J’ai roulé deux heures, jusqu’à la nuit tombée. Puis avant de rentrer chez moi, je suis allé au bout de la digue et j’ai jeté le vélo dans la mer. Je savais que je ne pourrais pas le garder de toute façon.
Ils sont parvenus à le repêcher, mais le moteur était définitivement fichu.
Le lendemain, les flics sont passés à la maison. Ma mère, vous imaginez, dans tous ses états… Mon père, les mâchoires fermées et les poings serrés… Enfin, vous voyez le tableau. Deux jours après, j’ai comparu devant une juge des enfants, une femme que j’allais revoir plusieurs fois par la suite. Elle m’a sermonné avec un regard qui était censé glacer d’effroi le jeune délinquant que j’étais. J’avais plutôt envie de rigoler, mais j’ai fait bonne figure. J’ai baissé la tête. J’ai dit : « oui madame, non madame, je ne recommencerai plus, je vous le promets… » Elle a fini par m’avoir à la bonne.
Juliana Maas : J’ai été juge des enfants dans le secteur maritime de La Haye pendant presque vingt ans, avant de devenir procureur à Berlin. Je me souviens parfaitement de Robrecht Bakeland. Il a comparu devant moi une dizaine de fois entre ses onze ans et sa majorité. Pour des vols, des violences, des petits trafics. À cette époque, nous étions très démunis à l’égard de la délinquance juvénile. Nous manquions de moyens pour mettre en place des suivis socio-éducatifs dignes de ce nom. Nous n’avions que deux réponses pénales à notre disposition : la prison ou le camp de formation militaire. La prison n’est jamais une bonne solution pour un adolescent, mais faute de mieux, on s’y résout parfois. Le camp militaire… Mon dieu… On nous poussait dans cette voie, mais je m’y refusais obstinément malgré les pressions de ma hiérarchie.

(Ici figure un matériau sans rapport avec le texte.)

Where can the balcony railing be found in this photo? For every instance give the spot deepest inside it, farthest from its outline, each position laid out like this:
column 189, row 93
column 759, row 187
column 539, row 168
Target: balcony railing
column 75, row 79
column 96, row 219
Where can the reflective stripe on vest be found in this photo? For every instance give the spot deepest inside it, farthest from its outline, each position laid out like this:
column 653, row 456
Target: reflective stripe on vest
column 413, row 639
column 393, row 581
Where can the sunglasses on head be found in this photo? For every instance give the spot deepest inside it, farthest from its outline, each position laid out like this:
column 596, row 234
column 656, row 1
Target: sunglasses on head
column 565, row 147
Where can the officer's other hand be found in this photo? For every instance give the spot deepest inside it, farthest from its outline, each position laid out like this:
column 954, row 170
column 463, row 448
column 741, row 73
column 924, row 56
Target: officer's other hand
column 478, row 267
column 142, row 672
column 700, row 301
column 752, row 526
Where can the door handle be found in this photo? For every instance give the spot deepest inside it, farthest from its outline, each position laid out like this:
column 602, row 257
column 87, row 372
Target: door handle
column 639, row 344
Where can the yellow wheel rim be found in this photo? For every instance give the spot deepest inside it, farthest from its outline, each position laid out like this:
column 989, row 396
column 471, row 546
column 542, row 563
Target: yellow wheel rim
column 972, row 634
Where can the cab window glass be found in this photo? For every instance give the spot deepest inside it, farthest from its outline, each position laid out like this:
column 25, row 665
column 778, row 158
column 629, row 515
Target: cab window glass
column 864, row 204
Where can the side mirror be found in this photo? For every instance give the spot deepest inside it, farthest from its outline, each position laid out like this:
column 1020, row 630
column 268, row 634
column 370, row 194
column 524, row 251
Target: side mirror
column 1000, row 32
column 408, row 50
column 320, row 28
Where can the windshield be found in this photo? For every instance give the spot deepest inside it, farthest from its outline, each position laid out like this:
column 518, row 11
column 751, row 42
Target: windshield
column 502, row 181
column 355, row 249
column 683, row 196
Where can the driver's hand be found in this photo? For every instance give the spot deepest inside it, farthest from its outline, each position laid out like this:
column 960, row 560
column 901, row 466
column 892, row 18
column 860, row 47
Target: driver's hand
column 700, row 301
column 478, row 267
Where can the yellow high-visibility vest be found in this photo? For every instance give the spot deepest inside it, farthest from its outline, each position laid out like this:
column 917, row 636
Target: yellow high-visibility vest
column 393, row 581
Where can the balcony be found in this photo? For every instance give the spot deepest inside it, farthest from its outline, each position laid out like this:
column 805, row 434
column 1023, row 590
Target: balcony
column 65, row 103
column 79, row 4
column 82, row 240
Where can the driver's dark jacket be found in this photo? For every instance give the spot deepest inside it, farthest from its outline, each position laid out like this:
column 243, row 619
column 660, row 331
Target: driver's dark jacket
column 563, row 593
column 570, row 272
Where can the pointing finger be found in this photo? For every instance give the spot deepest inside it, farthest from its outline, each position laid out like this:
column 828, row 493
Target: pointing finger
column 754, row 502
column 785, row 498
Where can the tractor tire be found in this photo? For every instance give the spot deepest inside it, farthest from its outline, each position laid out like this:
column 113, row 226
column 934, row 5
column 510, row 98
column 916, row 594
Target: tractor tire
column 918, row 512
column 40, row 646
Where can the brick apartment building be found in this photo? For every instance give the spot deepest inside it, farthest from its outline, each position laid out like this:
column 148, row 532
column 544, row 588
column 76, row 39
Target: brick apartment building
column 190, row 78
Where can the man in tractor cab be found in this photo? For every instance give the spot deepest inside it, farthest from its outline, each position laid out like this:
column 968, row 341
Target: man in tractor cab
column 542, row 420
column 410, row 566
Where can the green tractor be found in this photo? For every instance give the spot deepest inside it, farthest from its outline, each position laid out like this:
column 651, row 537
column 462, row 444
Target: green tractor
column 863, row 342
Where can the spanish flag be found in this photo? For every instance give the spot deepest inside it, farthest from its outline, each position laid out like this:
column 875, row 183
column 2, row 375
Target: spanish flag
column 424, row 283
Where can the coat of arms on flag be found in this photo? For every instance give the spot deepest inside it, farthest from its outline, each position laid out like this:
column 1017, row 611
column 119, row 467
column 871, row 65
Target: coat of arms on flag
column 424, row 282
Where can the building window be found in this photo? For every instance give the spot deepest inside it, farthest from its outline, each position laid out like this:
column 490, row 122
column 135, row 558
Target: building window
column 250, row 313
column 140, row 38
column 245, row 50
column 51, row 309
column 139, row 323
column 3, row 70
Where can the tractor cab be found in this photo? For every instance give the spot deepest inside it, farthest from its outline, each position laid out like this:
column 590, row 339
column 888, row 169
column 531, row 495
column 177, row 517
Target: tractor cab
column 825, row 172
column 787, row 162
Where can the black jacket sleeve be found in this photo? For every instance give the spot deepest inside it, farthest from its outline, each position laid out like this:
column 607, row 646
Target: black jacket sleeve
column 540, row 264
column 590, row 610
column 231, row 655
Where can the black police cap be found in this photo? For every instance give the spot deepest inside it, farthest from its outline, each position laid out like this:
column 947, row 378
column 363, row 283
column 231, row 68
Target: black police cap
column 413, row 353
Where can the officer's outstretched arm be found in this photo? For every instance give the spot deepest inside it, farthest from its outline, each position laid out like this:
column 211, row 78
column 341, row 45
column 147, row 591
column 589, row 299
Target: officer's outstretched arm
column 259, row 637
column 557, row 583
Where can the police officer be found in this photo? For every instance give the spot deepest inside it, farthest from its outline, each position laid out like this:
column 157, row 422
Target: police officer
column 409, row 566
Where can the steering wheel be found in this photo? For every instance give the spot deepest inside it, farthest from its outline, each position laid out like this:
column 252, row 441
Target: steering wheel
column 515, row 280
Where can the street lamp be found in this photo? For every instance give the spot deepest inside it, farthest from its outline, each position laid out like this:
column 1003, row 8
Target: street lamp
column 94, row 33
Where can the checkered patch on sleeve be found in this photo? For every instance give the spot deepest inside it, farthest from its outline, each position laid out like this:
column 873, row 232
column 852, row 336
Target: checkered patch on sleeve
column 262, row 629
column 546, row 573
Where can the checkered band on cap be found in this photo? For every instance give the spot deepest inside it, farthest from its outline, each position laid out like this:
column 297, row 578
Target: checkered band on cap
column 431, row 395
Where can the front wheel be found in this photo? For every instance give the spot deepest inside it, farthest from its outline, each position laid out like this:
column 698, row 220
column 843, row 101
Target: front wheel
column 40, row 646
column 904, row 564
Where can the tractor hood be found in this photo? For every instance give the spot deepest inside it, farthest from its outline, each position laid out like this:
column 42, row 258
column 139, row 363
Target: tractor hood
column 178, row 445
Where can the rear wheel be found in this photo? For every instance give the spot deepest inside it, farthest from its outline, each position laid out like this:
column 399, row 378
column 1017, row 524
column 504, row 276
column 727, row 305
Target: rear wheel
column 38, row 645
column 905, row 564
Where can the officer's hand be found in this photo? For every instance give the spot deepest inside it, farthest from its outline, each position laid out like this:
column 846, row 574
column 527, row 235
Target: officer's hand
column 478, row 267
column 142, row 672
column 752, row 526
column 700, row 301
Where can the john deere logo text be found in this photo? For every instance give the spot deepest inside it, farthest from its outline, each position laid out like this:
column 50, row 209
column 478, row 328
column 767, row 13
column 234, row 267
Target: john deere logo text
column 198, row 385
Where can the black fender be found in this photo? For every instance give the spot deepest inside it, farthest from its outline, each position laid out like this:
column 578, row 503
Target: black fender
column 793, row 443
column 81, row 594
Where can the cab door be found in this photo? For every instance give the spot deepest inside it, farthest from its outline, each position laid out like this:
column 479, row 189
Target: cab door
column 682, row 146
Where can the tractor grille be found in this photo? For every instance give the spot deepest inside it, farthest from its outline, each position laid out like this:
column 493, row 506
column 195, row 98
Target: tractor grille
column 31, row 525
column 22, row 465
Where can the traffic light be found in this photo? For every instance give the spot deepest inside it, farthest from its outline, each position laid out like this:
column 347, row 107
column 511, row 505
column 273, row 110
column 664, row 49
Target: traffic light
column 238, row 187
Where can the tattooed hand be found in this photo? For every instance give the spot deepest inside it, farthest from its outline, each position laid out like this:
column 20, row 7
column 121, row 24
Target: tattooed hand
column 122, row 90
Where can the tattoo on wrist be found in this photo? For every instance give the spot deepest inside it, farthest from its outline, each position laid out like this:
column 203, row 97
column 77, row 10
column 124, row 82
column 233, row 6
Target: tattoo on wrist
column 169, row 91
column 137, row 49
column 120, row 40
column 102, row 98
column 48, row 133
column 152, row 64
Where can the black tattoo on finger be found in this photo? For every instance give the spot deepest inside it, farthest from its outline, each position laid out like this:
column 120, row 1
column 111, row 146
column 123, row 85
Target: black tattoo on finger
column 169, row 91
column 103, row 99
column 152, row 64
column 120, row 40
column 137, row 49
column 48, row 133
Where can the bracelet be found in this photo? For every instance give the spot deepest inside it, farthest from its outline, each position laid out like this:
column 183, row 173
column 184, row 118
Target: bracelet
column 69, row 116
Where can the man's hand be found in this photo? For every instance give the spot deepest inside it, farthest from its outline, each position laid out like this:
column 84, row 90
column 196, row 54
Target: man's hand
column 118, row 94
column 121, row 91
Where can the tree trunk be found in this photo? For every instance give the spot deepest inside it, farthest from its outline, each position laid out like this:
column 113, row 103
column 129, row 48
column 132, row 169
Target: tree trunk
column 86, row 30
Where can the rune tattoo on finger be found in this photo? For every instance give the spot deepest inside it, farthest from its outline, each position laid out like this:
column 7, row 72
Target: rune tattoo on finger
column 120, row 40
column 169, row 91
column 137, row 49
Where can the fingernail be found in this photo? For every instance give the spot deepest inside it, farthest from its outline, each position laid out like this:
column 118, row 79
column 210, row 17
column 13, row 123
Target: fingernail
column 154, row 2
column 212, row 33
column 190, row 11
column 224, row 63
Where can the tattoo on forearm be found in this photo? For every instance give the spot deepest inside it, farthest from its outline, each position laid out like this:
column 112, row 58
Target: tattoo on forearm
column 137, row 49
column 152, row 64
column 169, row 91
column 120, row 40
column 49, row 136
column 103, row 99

Robrecht a échappé à l’incarcération. Il arrivait toujours à me convaincre qu’il allait s’amender, et du reste, après chaque comparution, il se tenait tranquille durant quelques mois. Quand j’ai appris qu’il était entré à la Falk Akademie, j’ai pensé que j’avais bien fait mon travail.
Et puis des années plus tard, en découvrant ce qu’il était devenu… Enfin… Tout magistrat doit apprendre à vivre avec ça. Lire les profondeurs de l’âme humaine, même avec l’expérience, ça reste hors de notre portée, n’est-ce pas ?
Robrecht Bakeland : Oui, il m’arrivait de chaparder des trucs. Chez moi, c’était mal vu de désirer quelque chose, en tout cas quelque chose de futile comme un Brenrad ou une ludo-konsole, ou de chouettes boots à ferrures. Alors bon, faute de mieux, quand je pouvais le faire sans trop de risques ni de casse, je me servais. J’ai donné quelques coups aussi, mais je n’ai jamais causé de blessures graves. Est-ce que j’avais peur de la sanction ? Non, pas du tout. Le prison, le camp militaire, je voyais ça au pire comme une colo du genre viril. Il faut reconnaître qu’on est assez con à quinze ans.
Mon délit le plus grave… Je m’étais mis à traîner avec des gamins des quartiers secs qui revendaient du matériel provenant des zones de conflit. Pas d’armes létales, parce que ça, à l’époque, ça pouvait te mener devant une juridiction militaire. Leur spécialité, c’était les armes soniques légères démilitarisées et détournées pour devenir des émetteurs de psy-ton. C’est passé de mode, mais en ce temps-là, c’était le nec plus ultra de la défonce. Tu te visais le front, comme un type qui veut rater son suicide, tu appuyais quelques secondes sur la détente et tu avais la cervelle qui clapotait littéralement sous ton crâne. Tu voyais tournoyer de magnifiques mandalas de lumière soutenus par des drones de sitar psychique. Ensuite, tu vomissais toutes tes tripes et tu te trimballais une horrible migraine jusqu’au lendemain. Des gens payaient pour ça.
Je m’occupais d’une psy-ton-house pour ces mecs. C’était juste une cave avec deux canapés récupérés dans une décharge et une lampe stroboscopique. Je faisais ça après les cours. Je recevais une vingtaine de clients par jour. J’expliquais aux débutants comment se servir des émetteurs, je récupérais l’argent, et je tendais le seau à vomi au besoin. Je gagnais dans les deux mille euromarks net pas semaine.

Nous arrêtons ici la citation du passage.